SANT’OMERO. Arresto convalidato ma, questa volta, Riccardo Santoro resta in carcere. Il 33enne laziale residente a Garrufo di Sant’Omero è comparso ieri mattina davanti al gip Roberto Veneziano che...

SANT’OMERO. Arresto convalidato ma, questa volta, Riccardo Santoro resta in carcere. Il 33enne laziale residente a Garrufo di Sant’Omero è comparso ieri mattina davanti al gip Roberto Veneziano che ha convalidato l’arresto disponendone la permanenza in carcere.
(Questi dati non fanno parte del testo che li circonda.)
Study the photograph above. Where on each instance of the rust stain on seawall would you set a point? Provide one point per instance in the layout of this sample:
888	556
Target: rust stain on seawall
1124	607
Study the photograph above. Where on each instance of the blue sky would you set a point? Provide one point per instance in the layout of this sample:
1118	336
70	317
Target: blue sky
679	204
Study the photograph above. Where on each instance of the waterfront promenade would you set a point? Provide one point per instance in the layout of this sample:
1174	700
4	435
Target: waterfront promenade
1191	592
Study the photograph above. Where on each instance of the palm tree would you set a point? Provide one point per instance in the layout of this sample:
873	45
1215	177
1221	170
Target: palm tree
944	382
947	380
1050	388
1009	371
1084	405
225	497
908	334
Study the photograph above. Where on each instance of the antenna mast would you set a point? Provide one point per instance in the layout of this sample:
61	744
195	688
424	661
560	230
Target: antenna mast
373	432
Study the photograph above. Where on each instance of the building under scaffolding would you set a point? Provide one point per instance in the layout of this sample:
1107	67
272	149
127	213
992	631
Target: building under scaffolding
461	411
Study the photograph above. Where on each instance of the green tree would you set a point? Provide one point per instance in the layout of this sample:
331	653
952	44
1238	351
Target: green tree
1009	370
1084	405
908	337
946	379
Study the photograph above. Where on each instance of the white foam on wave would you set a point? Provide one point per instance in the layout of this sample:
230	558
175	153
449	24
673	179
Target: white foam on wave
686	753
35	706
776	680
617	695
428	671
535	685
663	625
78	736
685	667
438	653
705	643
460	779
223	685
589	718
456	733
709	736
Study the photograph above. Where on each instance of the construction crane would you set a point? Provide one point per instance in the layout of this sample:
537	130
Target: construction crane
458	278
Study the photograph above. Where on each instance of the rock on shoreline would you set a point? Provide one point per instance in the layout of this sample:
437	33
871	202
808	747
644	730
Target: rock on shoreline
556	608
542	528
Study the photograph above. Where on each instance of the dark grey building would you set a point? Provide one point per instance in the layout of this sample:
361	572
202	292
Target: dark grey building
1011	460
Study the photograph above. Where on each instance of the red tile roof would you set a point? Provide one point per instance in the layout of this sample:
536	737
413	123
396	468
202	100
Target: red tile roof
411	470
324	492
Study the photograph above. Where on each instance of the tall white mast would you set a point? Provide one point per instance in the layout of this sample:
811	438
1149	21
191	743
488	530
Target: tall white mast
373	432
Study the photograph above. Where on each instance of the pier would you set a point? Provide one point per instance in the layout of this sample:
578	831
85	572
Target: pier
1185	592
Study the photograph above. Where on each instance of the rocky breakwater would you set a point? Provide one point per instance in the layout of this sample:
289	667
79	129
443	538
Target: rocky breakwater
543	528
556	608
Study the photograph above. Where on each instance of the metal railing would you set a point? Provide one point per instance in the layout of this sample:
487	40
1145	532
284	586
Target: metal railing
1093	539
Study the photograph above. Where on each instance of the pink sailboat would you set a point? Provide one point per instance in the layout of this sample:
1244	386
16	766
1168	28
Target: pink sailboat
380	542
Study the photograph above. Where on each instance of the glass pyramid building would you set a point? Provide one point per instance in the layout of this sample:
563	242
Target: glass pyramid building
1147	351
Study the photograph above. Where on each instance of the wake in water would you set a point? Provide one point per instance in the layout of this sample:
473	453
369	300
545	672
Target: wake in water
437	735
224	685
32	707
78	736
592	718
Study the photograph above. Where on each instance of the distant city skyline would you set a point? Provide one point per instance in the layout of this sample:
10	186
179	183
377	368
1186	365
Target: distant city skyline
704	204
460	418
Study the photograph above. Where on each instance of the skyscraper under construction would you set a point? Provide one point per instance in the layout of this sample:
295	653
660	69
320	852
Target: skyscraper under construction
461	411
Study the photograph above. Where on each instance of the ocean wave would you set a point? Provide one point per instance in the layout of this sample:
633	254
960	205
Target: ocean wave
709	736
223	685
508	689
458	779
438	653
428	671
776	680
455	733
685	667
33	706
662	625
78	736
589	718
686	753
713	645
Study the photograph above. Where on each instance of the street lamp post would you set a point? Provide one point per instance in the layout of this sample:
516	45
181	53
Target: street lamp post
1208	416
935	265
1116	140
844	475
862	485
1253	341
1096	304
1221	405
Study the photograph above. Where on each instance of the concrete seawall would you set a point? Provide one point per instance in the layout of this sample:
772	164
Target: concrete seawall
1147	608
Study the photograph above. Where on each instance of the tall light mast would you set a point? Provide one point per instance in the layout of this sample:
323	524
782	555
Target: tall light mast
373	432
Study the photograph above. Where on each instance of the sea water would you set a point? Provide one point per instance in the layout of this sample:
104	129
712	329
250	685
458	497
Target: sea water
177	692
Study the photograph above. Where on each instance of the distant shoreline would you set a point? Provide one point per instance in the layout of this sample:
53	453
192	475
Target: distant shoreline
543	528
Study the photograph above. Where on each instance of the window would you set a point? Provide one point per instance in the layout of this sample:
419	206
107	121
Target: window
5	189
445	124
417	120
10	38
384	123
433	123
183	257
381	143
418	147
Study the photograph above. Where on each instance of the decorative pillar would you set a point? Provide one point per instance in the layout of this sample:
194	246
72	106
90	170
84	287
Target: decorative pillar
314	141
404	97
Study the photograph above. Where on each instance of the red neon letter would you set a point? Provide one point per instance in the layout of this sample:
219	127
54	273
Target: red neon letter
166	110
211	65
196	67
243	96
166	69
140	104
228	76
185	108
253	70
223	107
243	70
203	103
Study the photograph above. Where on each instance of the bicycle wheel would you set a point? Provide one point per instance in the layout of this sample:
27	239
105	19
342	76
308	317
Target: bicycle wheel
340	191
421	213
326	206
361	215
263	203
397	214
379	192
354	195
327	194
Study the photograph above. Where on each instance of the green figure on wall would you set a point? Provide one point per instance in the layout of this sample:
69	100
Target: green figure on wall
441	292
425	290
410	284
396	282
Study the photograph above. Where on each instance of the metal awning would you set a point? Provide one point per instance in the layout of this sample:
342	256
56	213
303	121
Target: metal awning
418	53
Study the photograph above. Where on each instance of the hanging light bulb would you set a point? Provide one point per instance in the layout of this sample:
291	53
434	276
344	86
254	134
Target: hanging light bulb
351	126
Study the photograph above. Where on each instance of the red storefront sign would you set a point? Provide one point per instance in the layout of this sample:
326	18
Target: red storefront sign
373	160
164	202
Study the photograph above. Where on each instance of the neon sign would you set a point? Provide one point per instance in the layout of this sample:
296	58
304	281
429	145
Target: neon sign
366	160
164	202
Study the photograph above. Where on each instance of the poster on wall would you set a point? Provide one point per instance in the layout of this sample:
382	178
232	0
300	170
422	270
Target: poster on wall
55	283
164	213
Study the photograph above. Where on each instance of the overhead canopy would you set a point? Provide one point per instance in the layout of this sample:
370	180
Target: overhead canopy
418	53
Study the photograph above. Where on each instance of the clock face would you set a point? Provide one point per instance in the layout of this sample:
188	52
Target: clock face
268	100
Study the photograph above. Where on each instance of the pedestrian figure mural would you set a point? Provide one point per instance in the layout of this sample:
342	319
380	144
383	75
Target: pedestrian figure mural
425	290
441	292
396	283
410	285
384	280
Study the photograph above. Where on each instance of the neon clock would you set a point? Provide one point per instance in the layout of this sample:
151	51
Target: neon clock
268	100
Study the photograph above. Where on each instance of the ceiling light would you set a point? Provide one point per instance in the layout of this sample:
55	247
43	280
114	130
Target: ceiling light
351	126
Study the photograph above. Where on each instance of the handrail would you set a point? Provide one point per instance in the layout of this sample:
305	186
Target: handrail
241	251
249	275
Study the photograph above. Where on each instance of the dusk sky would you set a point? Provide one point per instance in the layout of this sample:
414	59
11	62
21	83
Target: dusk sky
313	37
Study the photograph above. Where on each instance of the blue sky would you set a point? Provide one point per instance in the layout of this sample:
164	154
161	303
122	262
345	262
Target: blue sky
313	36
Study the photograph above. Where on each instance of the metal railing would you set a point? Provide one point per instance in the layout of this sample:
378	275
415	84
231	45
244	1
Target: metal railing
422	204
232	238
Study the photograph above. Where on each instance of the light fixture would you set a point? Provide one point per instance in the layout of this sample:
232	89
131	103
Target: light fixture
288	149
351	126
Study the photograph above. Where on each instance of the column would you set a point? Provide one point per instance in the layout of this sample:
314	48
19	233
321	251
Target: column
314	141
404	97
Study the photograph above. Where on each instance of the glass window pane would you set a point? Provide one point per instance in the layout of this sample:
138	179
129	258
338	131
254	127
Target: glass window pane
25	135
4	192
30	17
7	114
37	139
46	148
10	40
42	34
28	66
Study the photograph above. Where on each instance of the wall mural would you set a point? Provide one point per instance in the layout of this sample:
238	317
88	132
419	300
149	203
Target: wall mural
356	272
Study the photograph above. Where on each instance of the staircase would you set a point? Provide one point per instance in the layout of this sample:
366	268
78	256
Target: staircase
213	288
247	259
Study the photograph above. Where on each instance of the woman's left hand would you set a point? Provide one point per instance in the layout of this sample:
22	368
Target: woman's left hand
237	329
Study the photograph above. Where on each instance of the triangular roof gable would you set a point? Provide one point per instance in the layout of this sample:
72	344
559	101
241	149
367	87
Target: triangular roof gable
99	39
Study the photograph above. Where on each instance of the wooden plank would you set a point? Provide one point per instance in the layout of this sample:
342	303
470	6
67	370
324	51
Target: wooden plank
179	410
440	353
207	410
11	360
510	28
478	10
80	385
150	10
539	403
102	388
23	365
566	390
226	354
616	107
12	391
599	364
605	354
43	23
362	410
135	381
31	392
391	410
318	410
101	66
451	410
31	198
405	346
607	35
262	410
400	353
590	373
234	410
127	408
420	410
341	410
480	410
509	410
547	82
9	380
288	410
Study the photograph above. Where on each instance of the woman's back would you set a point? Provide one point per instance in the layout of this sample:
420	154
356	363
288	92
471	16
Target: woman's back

Santoro, nel corso dell’udienza, avrebbe ammesso le proprie responsabilità. Era stato arrestato dai carabinieri di Sant’Egidio alla Vibrata con l’accusa di minacce e danneggiamento aggravati nei confronti del barista del Caffè Opera di Garrufo, lo stesso che qualche giorno prima aveva subito la tentata estorsione di 600 euro da parte dello stesso Santoro, che gli aveva chiesto un “riscatto” dopo avergli sottratto le chiavi del locale. Per questo reato era stato arrestato ma il gip lo aveva rimesso in libertà. Un minuto dopo essere uscito dal palazzo di giustizia, Santoro aveva rubato un Fiorino per tornare a Garrufo dove ha danneggiato la vetrata del bar, le sedie e i tavolini, seminando caos fino all’arresto bis. In casa, gli stessi carabinieri santegidiesi avevano trovato merce non sua per la quale è stato denunciato per ricettazione e porto abusivo di arma da taglio. (a.d.p.)